Peter tells us what to speak: "If any man speak, let him speak as the oracles of God." (1 Peter 4:11) If all persons speak the same thing, and the thing spoken be the Word of God, they will be scripturally united. They will be united in speaking the word of God. This is where our plea to "speak where the Bible speaks and to remain silent where the Bible is silent" originates.

"But," supposes one, "Suppose that they don't agree on what the Bible teaches " Then, there is but, one course for them to follow. Go back to the Bible and prayerfully and carefully study together until they do agree on what it teaches. Until they can agree that the Bible says do or believe so-and-such, they have no authority to bind it upon Christians.

Division begins in a church when one person, or group of persons, begin to deviate from teaching as the oracles of God. When men begin to teach different from God's word, division begins, unless the entire congregation follows the falsehood. In that case, it is the beginning of apostasy.

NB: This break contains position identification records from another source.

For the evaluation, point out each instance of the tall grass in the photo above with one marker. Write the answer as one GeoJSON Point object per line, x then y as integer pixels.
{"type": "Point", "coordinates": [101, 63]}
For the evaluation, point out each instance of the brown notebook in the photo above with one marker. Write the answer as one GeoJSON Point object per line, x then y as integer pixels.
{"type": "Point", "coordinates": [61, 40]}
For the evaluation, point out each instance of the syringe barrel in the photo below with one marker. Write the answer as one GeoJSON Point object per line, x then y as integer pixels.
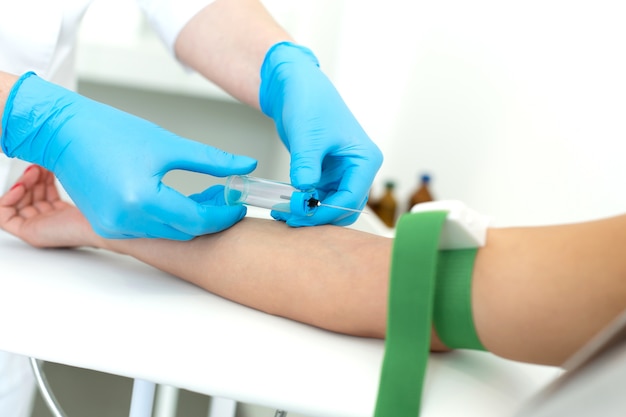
{"type": "Point", "coordinates": [273, 195]}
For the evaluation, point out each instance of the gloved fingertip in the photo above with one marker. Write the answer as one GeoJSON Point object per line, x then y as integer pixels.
{"type": "Point", "coordinates": [305, 178]}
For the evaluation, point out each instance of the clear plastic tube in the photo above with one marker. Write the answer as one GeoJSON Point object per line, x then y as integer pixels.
{"type": "Point", "coordinates": [272, 195]}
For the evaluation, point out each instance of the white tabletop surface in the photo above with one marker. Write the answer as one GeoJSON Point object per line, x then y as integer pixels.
{"type": "Point", "coordinates": [111, 313]}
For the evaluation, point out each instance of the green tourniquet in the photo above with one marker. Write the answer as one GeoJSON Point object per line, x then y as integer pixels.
{"type": "Point", "coordinates": [410, 310]}
{"type": "Point", "coordinates": [453, 315]}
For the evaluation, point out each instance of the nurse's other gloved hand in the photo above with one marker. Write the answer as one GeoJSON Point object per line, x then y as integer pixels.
{"type": "Point", "coordinates": [111, 163]}
{"type": "Point", "coordinates": [330, 151]}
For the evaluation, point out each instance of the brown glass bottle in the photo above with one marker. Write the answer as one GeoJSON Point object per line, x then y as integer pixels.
{"type": "Point", "coordinates": [387, 205]}
{"type": "Point", "coordinates": [422, 194]}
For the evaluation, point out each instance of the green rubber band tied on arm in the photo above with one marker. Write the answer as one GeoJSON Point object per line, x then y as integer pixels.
{"type": "Point", "coordinates": [416, 266]}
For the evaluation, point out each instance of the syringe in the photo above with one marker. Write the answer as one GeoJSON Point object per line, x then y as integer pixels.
{"type": "Point", "coordinates": [273, 195]}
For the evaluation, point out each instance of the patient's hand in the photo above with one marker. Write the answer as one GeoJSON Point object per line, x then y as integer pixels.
{"type": "Point", "coordinates": [33, 211]}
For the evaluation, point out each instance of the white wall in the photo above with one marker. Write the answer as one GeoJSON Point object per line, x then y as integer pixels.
{"type": "Point", "coordinates": [517, 108]}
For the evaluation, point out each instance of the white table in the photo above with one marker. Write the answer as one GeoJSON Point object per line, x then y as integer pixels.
{"type": "Point", "coordinates": [111, 313]}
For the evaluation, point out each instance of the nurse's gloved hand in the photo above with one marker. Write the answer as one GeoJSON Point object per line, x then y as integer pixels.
{"type": "Point", "coordinates": [111, 163]}
{"type": "Point", "coordinates": [330, 151]}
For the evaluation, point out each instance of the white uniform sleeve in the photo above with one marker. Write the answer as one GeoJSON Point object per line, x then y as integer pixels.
{"type": "Point", "coordinates": [168, 17]}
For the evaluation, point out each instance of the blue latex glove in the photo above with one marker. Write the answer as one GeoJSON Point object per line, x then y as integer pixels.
{"type": "Point", "coordinates": [111, 163]}
{"type": "Point", "coordinates": [330, 151]}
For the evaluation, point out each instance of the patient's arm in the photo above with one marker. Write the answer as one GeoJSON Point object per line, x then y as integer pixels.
{"type": "Point", "coordinates": [538, 293]}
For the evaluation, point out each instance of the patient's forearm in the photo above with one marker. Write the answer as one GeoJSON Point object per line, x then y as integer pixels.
{"type": "Point", "coordinates": [327, 276]}
{"type": "Point", "coordinates": [538, 293]}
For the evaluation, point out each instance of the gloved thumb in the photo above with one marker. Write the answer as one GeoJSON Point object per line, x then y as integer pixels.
{"type": "Point", "coordinates": [205, 159]}
{"type": "Point", "coordinates": [306, 169]}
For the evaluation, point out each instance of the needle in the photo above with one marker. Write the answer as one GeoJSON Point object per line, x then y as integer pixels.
{"type": "Point", "coordinates": [313, 202]}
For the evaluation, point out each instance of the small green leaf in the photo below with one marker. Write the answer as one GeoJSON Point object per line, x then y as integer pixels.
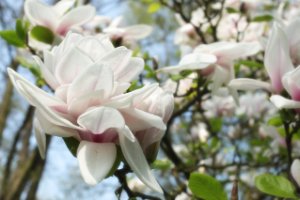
{"type": "Point", "coordinates": [277, 186]}
{"type": "Point", "coordinates": [206, 187]}
{"type": "Point", "coordinates": [72, 144]}
{"type": "Point", "coordinates": [162, 164]}
{"type": "Point", "coordinates": [11, 37]}
{"type": "Point", "coordinates": [262, 18]}
{"type": "Point", "coordinates": [153, 7]}
{"type": "Point", "coordinates": [22, 29]}
{"type": "Point", "coordinates": [42, 34]}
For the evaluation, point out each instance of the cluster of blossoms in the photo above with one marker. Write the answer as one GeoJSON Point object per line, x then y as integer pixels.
{"type": "Point", "coordinates": [90, 79]}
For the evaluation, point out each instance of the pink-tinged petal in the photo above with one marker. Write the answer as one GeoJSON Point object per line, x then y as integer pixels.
{"type": "Point", "coordinates": [95, 160]}
{"type": "Point", "coordinates": [48, 75]}
{"type": "Point", "coordinates": [120, 88]}
{"type": "Point", "coordinates": [137, 32]}
{"type": "Point", "coordinates": [76, 16]}
{"type": "Point", "coordinates": [295, 171]}
{"type": "Point", "coordinates": [133, 154]}
{"type": "Point", "coordinates": [130, 71]}
{"type": "Point", "coordinates": [71, 64]}
{"type": "Point", "coordinates": [93, 78]}
{"type": "Point", "coordinates": [94, 47]}
{"type": "Point", "coordinates": [138, 120]}
{"type": "Point", "coordinates": [100, 119]}
{"type": "Point", "coordinates": [61, 92]}
{"type": "Point", "coordinates": [80, 104]}
{"type": "Point", "coordinates": [41, 14]}
{"type": "Point", "coordinates": [277, 59]}
{"type": "Point", "coordinates": [193, 61]}
{"type": "Point", "coordinates": [40, 137]}
{"type": "Point", "coordinates": [52, 129]}
{"type": "Point", "coordinates": [283, 103]}
{"type": "Point", "coordinates": [249, 84]}
{"type": "Point", "coordinates": [62, 7]}
{"type": "Point", "coordinates": [117, 60]}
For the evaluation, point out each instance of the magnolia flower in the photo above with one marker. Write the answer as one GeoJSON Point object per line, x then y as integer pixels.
{"type": "Point", "coordinates": [59, 18]}
{"type": "Point", "coordinates": [292, 85]}
{"type": "Point", "coordinates": [277, 62]}
{"type": "Point", "coordinates": [295, 171]}
{"type": "Point", "coordinates": [89, 78]}
{"type": "Point", "coordinates": [127, 34]}
{"type": "Point", "coordinates": [215, 60]}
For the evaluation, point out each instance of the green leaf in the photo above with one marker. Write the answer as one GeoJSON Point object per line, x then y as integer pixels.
{"type": "Point", "coordinates": [206, 187]}
{"type": "Point", "coordinates": [162, 164]}
{"type": "Point", "coordinates": [251, 63]}
{"type": "Point", "coordinates": [72, 144]}
{"type": "Point", "coordinates": [42, 34]}
{"type": "Point", "coordinates": [262, 18]}
{"type": "Point", "coordinates": [11, 37]}
{"type": "Point", "coordinates": [153, 7]}
{"type": "Point", "coordinates": [216, 124]}
{"type": "Point", "coordinates": [277, 186]}
{"type": "Point", "coordinates": [22, 29]}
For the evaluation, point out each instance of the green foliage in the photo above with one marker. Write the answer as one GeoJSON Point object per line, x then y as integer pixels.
{"type": "Point", "coordinates": [42, 34]}
{"type": "Point", "coordinates": [277, 186]}
{"type": "Point", "coordinates": [153, 7]}
{"type": "Point", "coordinates": [206, 187]}
{"type": "Point", "coordinates": [162, 164]}
{"type": "Point", "coordinates": [262, 18]}
{"type": "Point", "coordinates": [72, 144]}
{"type": "Point", "coordinates": [12, 38]}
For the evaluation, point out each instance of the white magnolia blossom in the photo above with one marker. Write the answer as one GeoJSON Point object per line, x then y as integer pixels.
{"type": "Point", "coordinates": [127, 34]}
{"type": "Point", "coordinates": [90, 79]}
{"type": "Point", "coordinates": [215, 60]}
{"type": "Point", "coordinates": [295, 171]}
{"type": "Point", "coordinates": [59, 18]}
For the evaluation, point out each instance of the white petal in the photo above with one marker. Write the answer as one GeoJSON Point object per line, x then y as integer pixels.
{"type": "Point", "coordinates": [76, 16]}
{"type": "Point", "coordinates": [94, 47]}
{"type": "Point", "coordinates": [295, 171]}
{"type": "Point", "coordinates": [137, 32]}
{"type": "Point", "coordinates": [48, 75]}
{"type": "Point", "coordinates": [193, 61]}
{"type": "Point", "coordinates": [40, 137]}
{"type": "Point", "coordinates": [41, 14]}
{"type": "Point", "coordinates": [281, 102]}
{"type": "Point", "coordinates": [52, 129]}
{"type": "Point", "coordinates": [62, 7]}
{"type": "Point", "coordinates": [40, 99]}
{"type": "Point", "coordinates": [98, 120]}
{"type": "Point", "coordinates": [80, 104]}
{"type": "Point", "coordinates": [93, 78]}
{"type": "Point", "coordinates": [249, 84]}
{"type": "Point", "coordinates": [133, 154]}
{"type": "Point", "coordinates": [130, 71]}
{"type": "Point", "coordinates": [138, 120]}
{"type": "Point", "coordinates": [277, 58]}
{"type": "Point", "coordinates": [95, 160]}
{"type": "Point", "coordinates": [71, 64]}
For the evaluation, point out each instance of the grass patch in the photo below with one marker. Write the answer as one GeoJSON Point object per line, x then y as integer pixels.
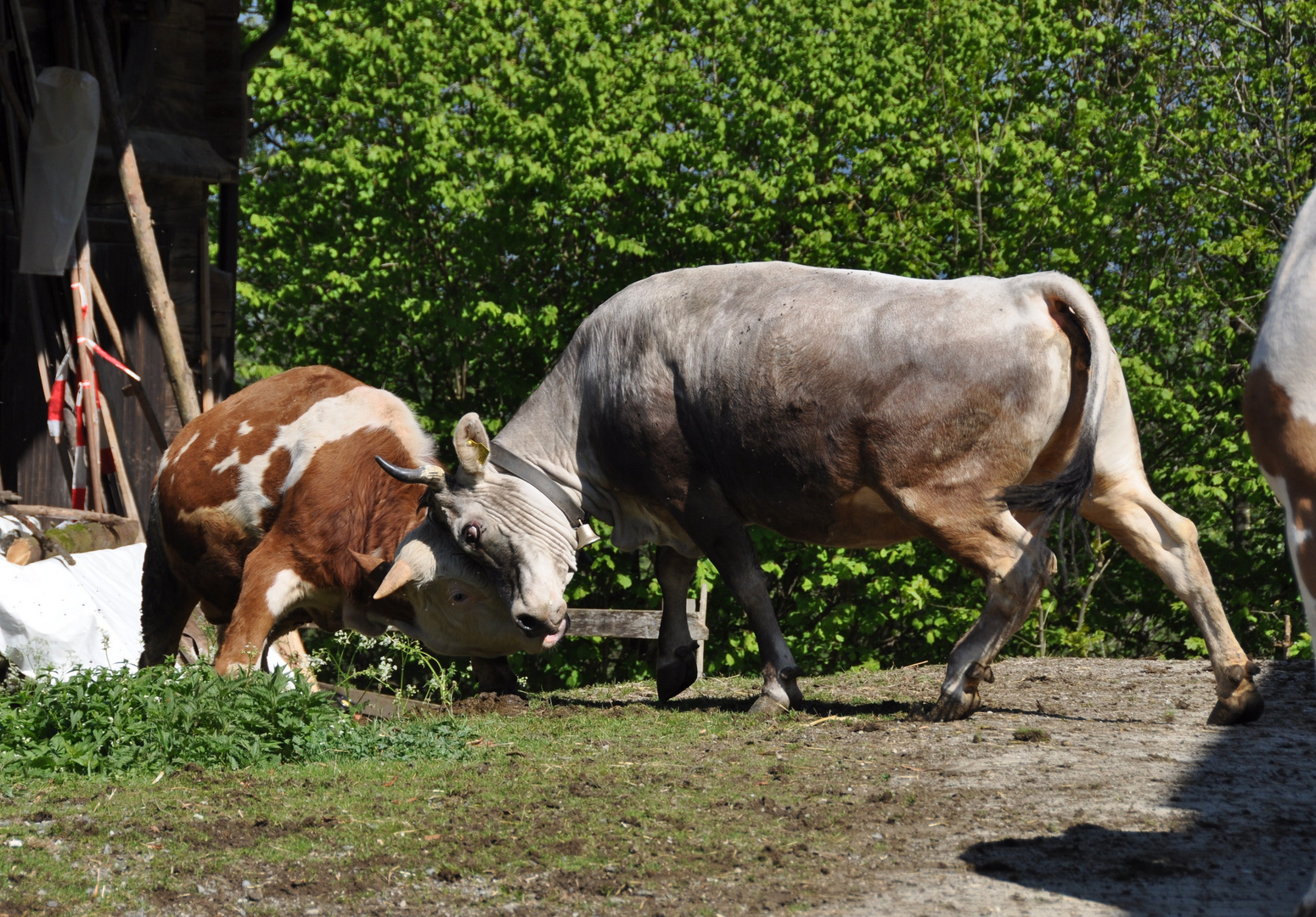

As long as there are two groups in a church taking opposite positions, the church is divided. It may not be separated into two distinct parties, but it is already divided. Separation of the parties involved indicates either (1) reconciliation between the two parties is beyond hope, or (2) continuing in the same fellowship would cause some to engage in things of which their consciences would not approve. (cf. Rom. 14:23) Separation of congregations has resulted from both situations. But, remember, the division existed long before the separation took place and gave rise to the separation.

Who divides the church? The person or persons who introduces anything for which they do not have the authority of the oracles of God. If I resist the introduction of an innovation into the body of Christ, or try to remove it after it has been introduced, I am not guilty of dividing the church, even though my zeal for the oracles of God results in my being excluded from fellowship by those who are wedded to their idols. The wedge that splits the log is foreign to the log. The innovations that splits the church is foreign to the church and its divine doctrine. It is not found in the Word of our King.

You don't have to leave the meetinghouse and begin meeting in the "county courthouse" in order to divide the church. Many have split the church and kept the building used by the church.